# EEL4511 Real-time DSP Applications Lab 9 Final Project

### Samuel Cuervo

### Git Repo: https://github.com/scuervo101/TI-F28379D-SPEECH-RECOGNITION

## Abstract:
Using the codec and the DSP, I will be sampling voice triggered audio and attempting to recognize what word is spoken from a set of pre-trained words. The DSP will communicate back to the user using UART and the serial console on the computer. The voice recognition engine uses MFCC, a Hamming window filter on which FFT and mel spectrum transform is applied to extract a smaller set of descriptive features, and uses a KNN model as a classification tool for determining the label (which word) the audio sample belongs to.

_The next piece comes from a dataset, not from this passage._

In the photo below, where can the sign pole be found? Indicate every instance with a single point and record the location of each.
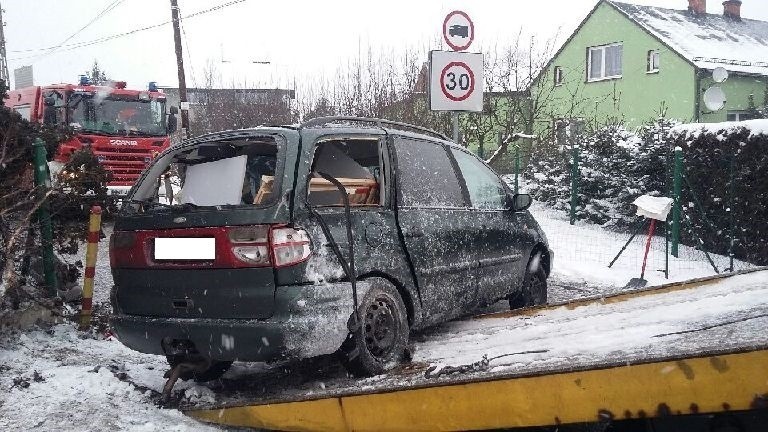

# TI-F28379D-SPEECH-RECOGNITION

## DSP Speech Recognition

### Notes

- Planning on using KNN for the classification and MFCC feature extraction for the audio files
- MFCC uses FFT feature extraction
- Extracting from wav files and a test set provided by me using the microphone on the codec
- Not sure how many test files will be needed, planning on doing 20-30 per word
- Planning on using the TensorFlow Command Speech data set for training
- Another possiblity is to run an FFT on the data and test its pitch (yes high pitch, no low pitch)
- Python will handle the Pre-computation of the ML model's parameters

### Functionality

The dsp will be continuously sampling the microphone. When audio is detected on the microphone (threshold is surpassed), it will begin to record the sampled data into the external SRAM. After recording the data into the SRAM, it will process the data in the background (ML processing, MFCC to KNN, or FFT). Responses from the DSP will be displayed through UART and a serial console.

Plans for the DSP to have a simple conversation with the user (with responses that illustrate the response ie. If answer no, DSP respond with "why not")

*Yes* and *No* will be the words initially featured. If the DSP can handle more, will add *Hello* and *Goodbye*

Conversation theme is about the DSP taking over the world. Answer improperly and flash the RED LEDs or answer correctly and flash the BLUE LEDs

Using the 8 bit LEDs for debugging the state.

**Logical states:** 

- Idle (listening and waiting for a signal or a response on the microphone)
- Recording (Storing the sampling data into the SRAM)
- Processing (Running ML processing or FFT(During this point either save the next signal response or don't sample))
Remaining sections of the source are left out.